IV. THE COMPLAINT OF LIBERTY.


134

“Lord!” said the little woman, “this can be none of I”—Old Song.

O Liberty! whose radiant charms
Were so adored by Thebes and Sparta—
Bright patroness of arts and arms,
And authoress of Magna Charta—
Nymph! for whose sake, as we are taught,
In Plutarch's entertaining stories,
Speeches were made, and battles fought,
By Greek and Roman, Whigs and Tories;
“Come hither with your pen and sword,
Your russet garb and mess of pottage;
Leave the wild Arab's wandering horde,
Or the rude Switzer's humble cottage;
Let Lafayette console Lafitte;
Let Congress sit a day without you;
Smile, smile, for once, on Downing Street
I want to write an ode about you!”
She came—she answered. Well I know
The Speaker's awful call to order;

135

I heard, some thirteen years ago,
A sentence from the late Recorder;
I know how hoarse the cheerers are,
When Whig lords prate of right intention;
But, oh! that fearful voice was far
More fearful than the sounds I mention.
“I come,” she said, “the same who erst
Held talk with Xenophon and Plato;
Taught Brutus to be firm, and nurst
The fire of high resolve in Cato;
The same who on your island rock
Have mocked the hand of sceptred power;
Who went with Sidney to the block,
And with the Bishops to the Tower.
“Alas! my handmaids, in such days,
Were Wisdom, Order, and Sobriety;
What loathsome change!
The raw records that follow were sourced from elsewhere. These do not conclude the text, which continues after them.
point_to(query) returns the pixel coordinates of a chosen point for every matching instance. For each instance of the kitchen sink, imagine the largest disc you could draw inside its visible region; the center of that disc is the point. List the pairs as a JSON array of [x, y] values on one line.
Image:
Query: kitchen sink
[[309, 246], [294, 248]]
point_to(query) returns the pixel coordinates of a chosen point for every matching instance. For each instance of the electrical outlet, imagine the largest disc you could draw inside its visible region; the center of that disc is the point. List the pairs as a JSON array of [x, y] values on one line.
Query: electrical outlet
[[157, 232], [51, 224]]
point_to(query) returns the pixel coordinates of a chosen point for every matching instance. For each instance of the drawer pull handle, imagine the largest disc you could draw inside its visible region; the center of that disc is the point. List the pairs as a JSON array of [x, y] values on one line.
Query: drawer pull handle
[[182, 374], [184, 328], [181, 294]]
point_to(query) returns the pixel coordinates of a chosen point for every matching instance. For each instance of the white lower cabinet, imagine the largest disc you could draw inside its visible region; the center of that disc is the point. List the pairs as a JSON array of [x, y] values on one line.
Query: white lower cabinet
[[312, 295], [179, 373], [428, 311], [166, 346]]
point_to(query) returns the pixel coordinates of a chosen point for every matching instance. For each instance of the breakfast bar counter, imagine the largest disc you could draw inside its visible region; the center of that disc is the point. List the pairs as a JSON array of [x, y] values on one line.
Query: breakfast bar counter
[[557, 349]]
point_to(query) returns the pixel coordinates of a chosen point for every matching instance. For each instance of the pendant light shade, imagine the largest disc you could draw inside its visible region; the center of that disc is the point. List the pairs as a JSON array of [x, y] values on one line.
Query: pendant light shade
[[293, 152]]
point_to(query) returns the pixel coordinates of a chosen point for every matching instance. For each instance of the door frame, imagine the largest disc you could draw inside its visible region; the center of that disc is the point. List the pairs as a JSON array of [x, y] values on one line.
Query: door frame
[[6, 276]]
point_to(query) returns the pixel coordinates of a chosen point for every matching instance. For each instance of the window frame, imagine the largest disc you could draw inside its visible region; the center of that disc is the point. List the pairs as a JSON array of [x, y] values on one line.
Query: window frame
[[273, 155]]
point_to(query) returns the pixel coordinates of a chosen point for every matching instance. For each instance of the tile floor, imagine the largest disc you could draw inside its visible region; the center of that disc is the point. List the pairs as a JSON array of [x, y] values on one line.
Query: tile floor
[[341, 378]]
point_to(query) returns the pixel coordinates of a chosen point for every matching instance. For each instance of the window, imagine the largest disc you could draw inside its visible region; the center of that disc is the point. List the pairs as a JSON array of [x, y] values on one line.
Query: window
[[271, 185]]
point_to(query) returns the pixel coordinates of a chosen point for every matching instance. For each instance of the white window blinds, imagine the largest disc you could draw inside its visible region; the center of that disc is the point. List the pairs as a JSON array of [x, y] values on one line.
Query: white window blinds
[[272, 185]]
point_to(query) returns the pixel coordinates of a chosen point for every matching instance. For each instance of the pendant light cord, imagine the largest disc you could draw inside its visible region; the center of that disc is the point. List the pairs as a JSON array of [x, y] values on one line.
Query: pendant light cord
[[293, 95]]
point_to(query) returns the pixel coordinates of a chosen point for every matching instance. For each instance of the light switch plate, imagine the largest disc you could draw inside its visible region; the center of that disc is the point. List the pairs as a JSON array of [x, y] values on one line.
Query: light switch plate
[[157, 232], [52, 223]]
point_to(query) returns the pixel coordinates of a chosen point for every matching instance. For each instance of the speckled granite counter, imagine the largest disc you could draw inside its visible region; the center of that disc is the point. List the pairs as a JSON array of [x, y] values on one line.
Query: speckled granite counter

My Broughams and Greys
Have dragged me into strange society;
Treason and Strife invoke my name
In their dark plots and drunken quarrels;
I'm growing weary of my fame;
And Jove! how ill I look in laurels!
“I am not what I was; I throw
Prodigious stones in Clare and Kerry;

136

I cheat the Greeks with prudent Joe;
I maximize with sapient Jerry;
Last winter, I confess, I taught
The labouring class the art of arson,
And oft on Sundays I've been caught
With Taylor screaming out “No parson!”
“It's true that still the schoolboy's prayers
Come up to me in so-so Latin;
And still the lying Courier swears
That all my rags are silk and satin;
And I've a friend at Court, I think;
But he will doom me to the halter,
When once he hears me in my drink
Speak out about the throne and altar.
“Farewell! my anguish would defy
E'en Althorp's powers of clear expression;
I'm quite convinced that I shall die
Before the closing of the session;
I'd go with pleasure to the grave;
But oh! the thought is overpowering—
They tell me I am sure to have
An epitaph from Doctor Bowring!”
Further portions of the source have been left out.